When performing vocoding digitally the filters are usually replaced by fourier transforms of the signal, and it is the individual frequency components in the transformed signal that are modified.

What is Ring Modulation?

Ring Modulation is multiplication of two signals together to make the third (output) signal.

so out(t) = in1(t) * in2(t)

Usually one of the signals is from the "outside world" and the other is a sine wave generated "inside" the effect.

ie out(t) = in(t) * sin( 2*PI*t*f )
(if t is time and f is the frequency of the "internal" modulating signal)

In frequency terms the tones produced are the sum and product of the original frequencies. So if in(t) = 500hz tone & f = 300hz then out(t) will have 200hz
and 800hz signals. It should be ensured that the input signal is zero offset (ie zero when no signal present) or else some 300hz tone will be output at all times.

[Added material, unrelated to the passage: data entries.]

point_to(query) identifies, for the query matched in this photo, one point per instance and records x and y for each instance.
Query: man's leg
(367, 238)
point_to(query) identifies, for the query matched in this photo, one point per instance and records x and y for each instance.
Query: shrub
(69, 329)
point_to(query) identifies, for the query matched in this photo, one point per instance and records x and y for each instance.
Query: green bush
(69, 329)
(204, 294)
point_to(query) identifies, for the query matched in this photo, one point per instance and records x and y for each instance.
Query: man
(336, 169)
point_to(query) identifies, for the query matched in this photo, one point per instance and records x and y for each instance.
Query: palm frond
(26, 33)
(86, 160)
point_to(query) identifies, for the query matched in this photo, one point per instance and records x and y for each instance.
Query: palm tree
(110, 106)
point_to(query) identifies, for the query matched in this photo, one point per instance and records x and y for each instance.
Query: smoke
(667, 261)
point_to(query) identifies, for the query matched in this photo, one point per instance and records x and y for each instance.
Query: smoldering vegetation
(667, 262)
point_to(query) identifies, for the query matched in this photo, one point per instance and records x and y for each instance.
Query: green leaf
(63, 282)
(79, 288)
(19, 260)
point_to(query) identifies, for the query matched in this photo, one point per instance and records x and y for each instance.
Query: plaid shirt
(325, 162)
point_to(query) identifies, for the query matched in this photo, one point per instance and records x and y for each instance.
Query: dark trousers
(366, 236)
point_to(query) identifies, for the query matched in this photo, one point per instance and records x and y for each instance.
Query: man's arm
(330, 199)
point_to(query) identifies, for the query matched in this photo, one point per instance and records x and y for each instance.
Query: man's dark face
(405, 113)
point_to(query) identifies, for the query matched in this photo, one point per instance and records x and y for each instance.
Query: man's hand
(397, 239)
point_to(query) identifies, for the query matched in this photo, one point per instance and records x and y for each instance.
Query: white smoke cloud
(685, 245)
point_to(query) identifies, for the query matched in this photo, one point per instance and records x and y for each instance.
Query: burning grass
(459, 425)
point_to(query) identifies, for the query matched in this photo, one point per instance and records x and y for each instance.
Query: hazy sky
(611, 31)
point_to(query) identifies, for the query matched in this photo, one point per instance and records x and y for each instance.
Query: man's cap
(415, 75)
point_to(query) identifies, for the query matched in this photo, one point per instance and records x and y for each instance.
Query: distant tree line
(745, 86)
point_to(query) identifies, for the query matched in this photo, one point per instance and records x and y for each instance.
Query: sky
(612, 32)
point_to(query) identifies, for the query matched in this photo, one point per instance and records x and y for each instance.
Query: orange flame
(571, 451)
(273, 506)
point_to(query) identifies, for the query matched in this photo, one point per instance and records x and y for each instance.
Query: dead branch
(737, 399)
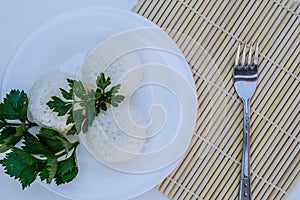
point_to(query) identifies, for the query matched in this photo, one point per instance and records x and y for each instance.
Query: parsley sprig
(82, 105)
(45, 154)
(48, 154)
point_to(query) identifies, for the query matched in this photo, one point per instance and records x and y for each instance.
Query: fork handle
(245, 187)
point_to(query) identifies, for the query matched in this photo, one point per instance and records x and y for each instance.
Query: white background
(18, 18)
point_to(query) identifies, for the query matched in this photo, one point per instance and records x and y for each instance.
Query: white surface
(68, 37)
(17, 20)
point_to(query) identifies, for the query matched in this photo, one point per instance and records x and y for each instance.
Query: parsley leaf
(82, 105)
(16, 162)
(41, 154)
(14, 106)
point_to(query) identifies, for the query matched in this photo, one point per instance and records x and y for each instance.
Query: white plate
(62, 43)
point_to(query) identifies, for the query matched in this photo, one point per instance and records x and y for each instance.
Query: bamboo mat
(207, 33)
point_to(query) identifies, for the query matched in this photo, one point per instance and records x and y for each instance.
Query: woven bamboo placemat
(207, 33)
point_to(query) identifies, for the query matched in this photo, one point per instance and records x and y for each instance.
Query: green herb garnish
(48, 154)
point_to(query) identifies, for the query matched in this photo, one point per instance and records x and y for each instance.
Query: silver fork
(245, 81)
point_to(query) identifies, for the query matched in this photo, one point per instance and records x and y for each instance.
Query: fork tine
(244, 56)
(250, 54)
(256, 55)
(237, 56)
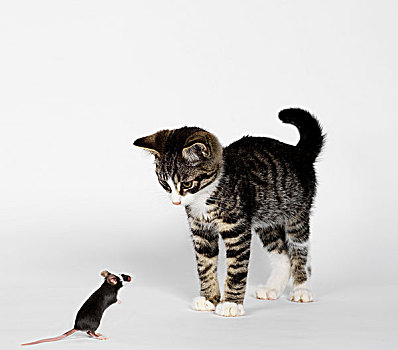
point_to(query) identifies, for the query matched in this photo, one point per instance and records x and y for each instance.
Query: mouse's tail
(66, 334)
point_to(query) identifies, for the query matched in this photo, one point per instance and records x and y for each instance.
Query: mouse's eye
(112, 280)
(186, 185)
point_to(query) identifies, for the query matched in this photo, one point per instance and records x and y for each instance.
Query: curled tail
(52, 339)
(311, 137)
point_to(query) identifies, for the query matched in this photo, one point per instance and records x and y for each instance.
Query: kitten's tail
(312, 138)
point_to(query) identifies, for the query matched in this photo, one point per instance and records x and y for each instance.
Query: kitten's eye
(165, 185)
(186, 185)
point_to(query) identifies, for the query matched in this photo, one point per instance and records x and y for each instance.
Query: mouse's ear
(105, 273)
(112, 280)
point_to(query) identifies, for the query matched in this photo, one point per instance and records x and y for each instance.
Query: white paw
(202, 304)
(301, 295)
(228, 309)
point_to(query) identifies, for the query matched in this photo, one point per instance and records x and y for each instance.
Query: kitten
(256, 184)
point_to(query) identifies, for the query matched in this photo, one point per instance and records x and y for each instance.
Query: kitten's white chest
(199, 208)
(197, 204)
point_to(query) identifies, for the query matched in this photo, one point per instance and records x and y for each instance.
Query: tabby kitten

Some effects units and analogue synths (where this effect is most widely used) use a single XOR gate to perform the multiplication digitally. To do this in dsp we would need to convert the input and modulating signal into one of two values (1 or 0) and then xor them together. Filtering is probably needed on the output signal, as the signals are badly distorted, which will have given rise to some unwanted output frequencies.

Surround Sound (coming soon)

Likely sections are:
How do I encode/decode dolby(tm) surround sound?
Is pro-logic like normal surround sound?
What other surround sound coding schemes exist?
I would like to include the following information if anyone can provide pointers or help:
Where can I get surround sound coded files?
How does Q sound get surround sound from two speakers?

Miscellaneous Effects

What does the Aphex Aural Enhancer and similar units do?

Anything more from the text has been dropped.